“I’ve always been like this.”
“This is my personality. This is me. Take it or leave it.”
“If you’re not used to it by now, then you don’t really know me yet.”
“People keep telling me this over and over again. They misunderstand me.”
Ever heard these things come out of your mouth? Well, they’ve sure come out of mine. People used to complain to me that I’m too frank, offensive, and bossy. Frankly, I didn’t care if I hurt anybody with what I said. To me, I was telling it as it was, how I saw it, and if you can’t handle the truth, then you’re weak. That was my personality before, and I always hid behind it. I used it as an excuse for my awful behavior, as if it were acceptable, and I expected my friends to tolerate how I was. If they couldn’t, then it was they who misunderstood me. I was impatient, prideful and self-righteous.
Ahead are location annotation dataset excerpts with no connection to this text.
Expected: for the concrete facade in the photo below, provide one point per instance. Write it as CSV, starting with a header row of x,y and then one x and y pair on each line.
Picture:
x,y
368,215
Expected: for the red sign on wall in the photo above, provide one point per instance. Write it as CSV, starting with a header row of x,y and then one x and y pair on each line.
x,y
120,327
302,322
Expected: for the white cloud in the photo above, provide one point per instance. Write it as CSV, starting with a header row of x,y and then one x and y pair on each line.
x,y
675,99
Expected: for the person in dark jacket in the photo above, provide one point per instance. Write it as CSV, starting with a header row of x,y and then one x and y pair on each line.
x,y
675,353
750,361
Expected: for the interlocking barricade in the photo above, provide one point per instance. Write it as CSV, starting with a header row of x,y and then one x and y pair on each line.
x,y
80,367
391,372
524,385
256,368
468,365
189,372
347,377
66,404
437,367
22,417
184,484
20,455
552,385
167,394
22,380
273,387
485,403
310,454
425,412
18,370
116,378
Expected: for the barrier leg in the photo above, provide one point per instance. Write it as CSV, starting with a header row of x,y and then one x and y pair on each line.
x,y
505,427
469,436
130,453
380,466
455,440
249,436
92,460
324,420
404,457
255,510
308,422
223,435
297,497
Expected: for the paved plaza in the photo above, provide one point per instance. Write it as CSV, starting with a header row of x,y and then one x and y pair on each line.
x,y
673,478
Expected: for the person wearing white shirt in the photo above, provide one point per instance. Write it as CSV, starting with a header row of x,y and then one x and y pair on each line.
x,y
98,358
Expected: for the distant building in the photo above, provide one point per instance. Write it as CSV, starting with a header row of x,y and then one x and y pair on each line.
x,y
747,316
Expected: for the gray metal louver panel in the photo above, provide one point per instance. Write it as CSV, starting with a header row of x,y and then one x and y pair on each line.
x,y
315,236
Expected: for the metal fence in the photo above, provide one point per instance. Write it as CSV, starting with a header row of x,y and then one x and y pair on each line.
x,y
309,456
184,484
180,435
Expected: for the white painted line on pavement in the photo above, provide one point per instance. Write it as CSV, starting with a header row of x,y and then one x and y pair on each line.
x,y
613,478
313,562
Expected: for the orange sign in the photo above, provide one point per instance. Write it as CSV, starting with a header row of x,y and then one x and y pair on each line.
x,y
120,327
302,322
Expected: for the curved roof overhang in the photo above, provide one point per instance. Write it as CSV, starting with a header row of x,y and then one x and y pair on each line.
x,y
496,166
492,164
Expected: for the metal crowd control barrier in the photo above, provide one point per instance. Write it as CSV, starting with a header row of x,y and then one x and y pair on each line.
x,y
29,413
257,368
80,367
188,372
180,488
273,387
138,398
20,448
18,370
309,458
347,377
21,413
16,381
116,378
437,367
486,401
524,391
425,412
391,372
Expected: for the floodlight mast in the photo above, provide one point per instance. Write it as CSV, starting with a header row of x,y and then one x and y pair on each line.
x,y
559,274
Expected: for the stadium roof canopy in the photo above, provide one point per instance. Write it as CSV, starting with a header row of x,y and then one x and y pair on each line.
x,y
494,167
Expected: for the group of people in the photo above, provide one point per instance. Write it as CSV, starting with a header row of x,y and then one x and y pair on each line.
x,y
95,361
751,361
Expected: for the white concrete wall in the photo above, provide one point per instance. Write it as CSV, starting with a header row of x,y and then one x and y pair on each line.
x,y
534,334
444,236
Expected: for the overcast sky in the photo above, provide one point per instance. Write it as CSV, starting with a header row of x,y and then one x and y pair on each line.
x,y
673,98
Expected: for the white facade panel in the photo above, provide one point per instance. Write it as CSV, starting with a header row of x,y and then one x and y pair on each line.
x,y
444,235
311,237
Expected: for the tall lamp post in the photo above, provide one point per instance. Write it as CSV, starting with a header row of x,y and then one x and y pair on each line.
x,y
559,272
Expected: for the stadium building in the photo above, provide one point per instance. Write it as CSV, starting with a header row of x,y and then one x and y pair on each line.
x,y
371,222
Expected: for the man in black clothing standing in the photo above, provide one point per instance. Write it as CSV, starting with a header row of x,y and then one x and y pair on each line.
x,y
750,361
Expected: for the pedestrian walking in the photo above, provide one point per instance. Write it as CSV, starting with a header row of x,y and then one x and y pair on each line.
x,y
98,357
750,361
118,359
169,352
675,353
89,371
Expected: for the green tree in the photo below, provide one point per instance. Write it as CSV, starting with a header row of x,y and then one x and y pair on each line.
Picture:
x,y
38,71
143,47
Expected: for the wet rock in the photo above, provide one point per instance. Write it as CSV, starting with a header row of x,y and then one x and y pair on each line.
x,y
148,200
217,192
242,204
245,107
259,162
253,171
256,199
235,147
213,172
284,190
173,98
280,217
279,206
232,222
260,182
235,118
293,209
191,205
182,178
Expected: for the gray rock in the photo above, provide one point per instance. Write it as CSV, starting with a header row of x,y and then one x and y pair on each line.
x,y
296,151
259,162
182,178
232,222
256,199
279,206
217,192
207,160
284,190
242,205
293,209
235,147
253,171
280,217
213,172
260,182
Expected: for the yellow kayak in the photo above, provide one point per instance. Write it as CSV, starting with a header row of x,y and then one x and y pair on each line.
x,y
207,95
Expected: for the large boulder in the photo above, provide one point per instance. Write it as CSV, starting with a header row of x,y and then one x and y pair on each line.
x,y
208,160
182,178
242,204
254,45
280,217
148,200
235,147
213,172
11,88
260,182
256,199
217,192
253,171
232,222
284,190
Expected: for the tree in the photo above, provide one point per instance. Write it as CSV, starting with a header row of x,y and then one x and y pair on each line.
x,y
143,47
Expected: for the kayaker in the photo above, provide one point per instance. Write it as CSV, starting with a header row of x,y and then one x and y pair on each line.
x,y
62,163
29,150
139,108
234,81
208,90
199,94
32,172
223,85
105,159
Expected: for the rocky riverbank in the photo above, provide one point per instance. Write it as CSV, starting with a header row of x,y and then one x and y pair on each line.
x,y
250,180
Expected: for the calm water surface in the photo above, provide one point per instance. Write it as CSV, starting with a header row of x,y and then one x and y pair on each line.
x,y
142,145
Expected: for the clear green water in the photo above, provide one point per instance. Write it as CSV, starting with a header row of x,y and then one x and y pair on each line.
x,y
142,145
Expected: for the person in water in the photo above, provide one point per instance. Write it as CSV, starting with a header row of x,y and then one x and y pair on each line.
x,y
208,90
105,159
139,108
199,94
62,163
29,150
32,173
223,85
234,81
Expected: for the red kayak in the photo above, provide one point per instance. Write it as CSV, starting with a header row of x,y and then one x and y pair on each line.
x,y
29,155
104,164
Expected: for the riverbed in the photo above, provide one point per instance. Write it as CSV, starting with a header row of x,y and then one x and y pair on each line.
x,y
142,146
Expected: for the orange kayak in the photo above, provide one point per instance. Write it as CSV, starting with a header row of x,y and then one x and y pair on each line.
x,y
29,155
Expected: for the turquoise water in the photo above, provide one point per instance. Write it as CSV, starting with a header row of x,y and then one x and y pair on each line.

When I was younger and clueless, when I did not personally know the Lord yet, I chose conflict because I thought I cared enough for my friends, knowing that the truth is what will help them. But I didn’t care enough to change how I said it. I convinced myself that “that is how I am” and perpetuated my own foolishness.
But isn’t character more important than personality?
Don’t get me wrong. I’m not saying having a personality is a bad thing. God made us each different from the other. I still have my personality. I am who I am. I’m still a strong, loud, frank, straight-to-the-point woman, but God is continually molding my character. He’s teaching me, especially through discipleship, that I can and should use my strengths or my personality the right way. Because of my personality, I can be honest when I counsel or give advice, but because of my hopefully growing character, I can relay it in a loving way and keep our conversation confidential. Because of my personality, I can teach, but because of God’s work in my life and character, I can teach a group of people from experience. Because of my strong personality, I can also discipline my kids effectively by giving them the rod and by talking to them, but when I am in a teaching moment with my kids, I tend to lose my patience. I can’t very well tell them to accept my behavior because it’s my personality to be loud and impatient. I have to exercise the character God wants me to work on (humility & patience) — I have to apologize too and do better next time.
In any kind of relationship, conflicts are sure to arise. There are times that we do need to pick our battles, meaning not everything should be argued about and sometimes we need to compromise. In the times that we feel that it is necessary to “fight” for something, we need to learn to fight clean.
That’s why our character must override our personality. We must give more importance to building our character than protecting our personality. If we can choose to engage instead of to ignore, if we can choose to be involved instead of to be indifferent, if we can choose conflict over comfort, then we can and must choose character over personality.
We can’t after all be touched by the Lord, and remain the same.